As an LPN, you assist registered nurses, other LPNs, and physicians with basic care tasks. You regularly check patients’ vitals, monitoring their progress and recovery and helping them move around and eat when needed.
You’re great at caring for patients—but you might be unsure of how to take care of your resume and show recruiters your biggest strengths.
Don’t worry; we’re here to help you, just as we’ve helped so many others in the nursing profession. We’ve got some advice and three resume templates to get you started in no time!
Related resume examples
What Matters Most: Your Skills & Job History

Once recruiters skim over your education and certification sections, they’ll go right for your skill set. So, make sure you take the opportunity to share what sets you apart! There’s no time to be basic about your nursing abilities.
You want to be as specific as possible about what you do so that recruiters can clearly see where your specialties fall within the LPN role: Are you best suited for a physical therapy setting or hospice care?
Be as specific as possible while listing your skills so that you appear broadly familiar with the job role, but make your niche obvious, whether it’s long-term or emergency care:
9 Best LPN Skills
- Advanced Care Plans
- Patient Education
- Geriatric LTC
- ADL Evaluation
- Physiology
- Data Entry
- GSV
- Patient Rehabilitation
- Treatment Planning
Sample LPN Work Experience Bullet Points
Once your skills are taken care of, you’ll want to demonstrate that you can put them into practice with finesse. Recruiters want to see that you understand how to use your best judgment while complying with nursing regulations to provide optimal care.
The best way to share this qualifying info is through the bulleted lists in your experience section: Make sure each medication administration and vital monitoring example has sleek, credible context.

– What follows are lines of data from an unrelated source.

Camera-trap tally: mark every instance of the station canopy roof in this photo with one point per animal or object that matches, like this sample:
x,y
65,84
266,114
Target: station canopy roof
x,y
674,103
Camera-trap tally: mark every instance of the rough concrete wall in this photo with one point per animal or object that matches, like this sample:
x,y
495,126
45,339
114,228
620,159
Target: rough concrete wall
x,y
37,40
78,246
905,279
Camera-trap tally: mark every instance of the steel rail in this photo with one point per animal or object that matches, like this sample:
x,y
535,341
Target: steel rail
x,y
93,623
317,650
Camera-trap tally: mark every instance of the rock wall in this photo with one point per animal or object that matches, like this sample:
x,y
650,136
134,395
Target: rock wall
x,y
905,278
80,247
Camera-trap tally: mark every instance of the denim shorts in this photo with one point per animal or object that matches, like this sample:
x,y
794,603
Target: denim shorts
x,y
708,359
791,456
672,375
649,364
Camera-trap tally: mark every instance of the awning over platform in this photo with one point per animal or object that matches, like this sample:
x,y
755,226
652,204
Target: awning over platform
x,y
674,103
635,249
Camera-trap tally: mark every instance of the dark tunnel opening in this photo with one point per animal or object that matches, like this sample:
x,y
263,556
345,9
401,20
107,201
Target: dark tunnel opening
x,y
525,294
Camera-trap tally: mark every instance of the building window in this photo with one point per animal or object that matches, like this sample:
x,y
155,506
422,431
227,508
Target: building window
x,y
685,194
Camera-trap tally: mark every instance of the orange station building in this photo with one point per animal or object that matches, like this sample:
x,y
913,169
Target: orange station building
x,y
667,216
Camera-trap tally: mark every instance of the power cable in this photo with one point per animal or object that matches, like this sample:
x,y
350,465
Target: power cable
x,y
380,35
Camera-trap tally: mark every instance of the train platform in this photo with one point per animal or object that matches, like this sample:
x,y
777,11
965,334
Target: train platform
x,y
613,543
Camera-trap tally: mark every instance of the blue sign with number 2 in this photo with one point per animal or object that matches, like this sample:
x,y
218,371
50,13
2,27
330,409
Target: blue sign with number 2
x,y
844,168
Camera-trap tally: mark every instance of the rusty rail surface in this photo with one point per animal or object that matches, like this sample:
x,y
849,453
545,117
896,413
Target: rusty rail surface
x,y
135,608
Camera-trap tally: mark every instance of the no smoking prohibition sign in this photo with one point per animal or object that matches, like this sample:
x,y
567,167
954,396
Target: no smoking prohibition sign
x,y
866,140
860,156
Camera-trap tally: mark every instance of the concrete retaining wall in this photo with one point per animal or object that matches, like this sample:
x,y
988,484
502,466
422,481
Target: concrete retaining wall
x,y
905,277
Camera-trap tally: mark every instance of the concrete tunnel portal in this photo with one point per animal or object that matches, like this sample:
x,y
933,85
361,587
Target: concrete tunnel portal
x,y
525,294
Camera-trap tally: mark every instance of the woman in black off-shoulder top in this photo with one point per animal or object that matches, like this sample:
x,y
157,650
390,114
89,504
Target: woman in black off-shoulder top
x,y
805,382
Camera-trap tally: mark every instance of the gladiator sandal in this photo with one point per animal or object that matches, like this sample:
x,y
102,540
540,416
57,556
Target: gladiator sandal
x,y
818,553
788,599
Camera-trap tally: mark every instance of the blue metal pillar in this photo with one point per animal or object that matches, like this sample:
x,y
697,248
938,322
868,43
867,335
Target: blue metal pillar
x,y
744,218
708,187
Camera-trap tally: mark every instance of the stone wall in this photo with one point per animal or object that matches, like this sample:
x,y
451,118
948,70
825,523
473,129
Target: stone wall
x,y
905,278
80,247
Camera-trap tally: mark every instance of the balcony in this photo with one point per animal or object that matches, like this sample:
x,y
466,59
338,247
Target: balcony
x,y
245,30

And how do you boost your credibility? Quantifiable data that measures your impact as an LPN. Always include metrics to back up your claims, like the percentages in these examples:
- Administered 6 types of POC tests during home visits and notified patients of lab results in 24 hours or less, improving positive feedback by 16%
- Conducted patient rooming processes for 189 patients, increasing patient satisfaction by 31%
- Educated patients and their families on the safe treatment of their condition, decreasing the need for repeat visits by 48%
- Assessed, monitored, and documented treatment progress, symptoms, and vital signs with 94% accuracy
Top 5 Tips For Your LPN Resume
- Show your personality
- Demonstrate your compassionate nature by pulling in some experience examples that involve supporting patient and family wellbeing. Metrics are important, but it’s also critical for an LPN to show their desire to help others.
- List your licenses
- Your licenses are crucial in showing your qualifications and potential as an LPN. Things like PTA (Physical Therapy Assistant, ECS (Enhanced Care Services), and CPR/First Aid belong in their own section alongside your LPN license.
- Stay super organized
- As an LPN, pristine organizational methods are a must. You’re responsible for vital patient information, and you keep everything in its proper place so others can find what they need at a glance. Do the same with your resume sections!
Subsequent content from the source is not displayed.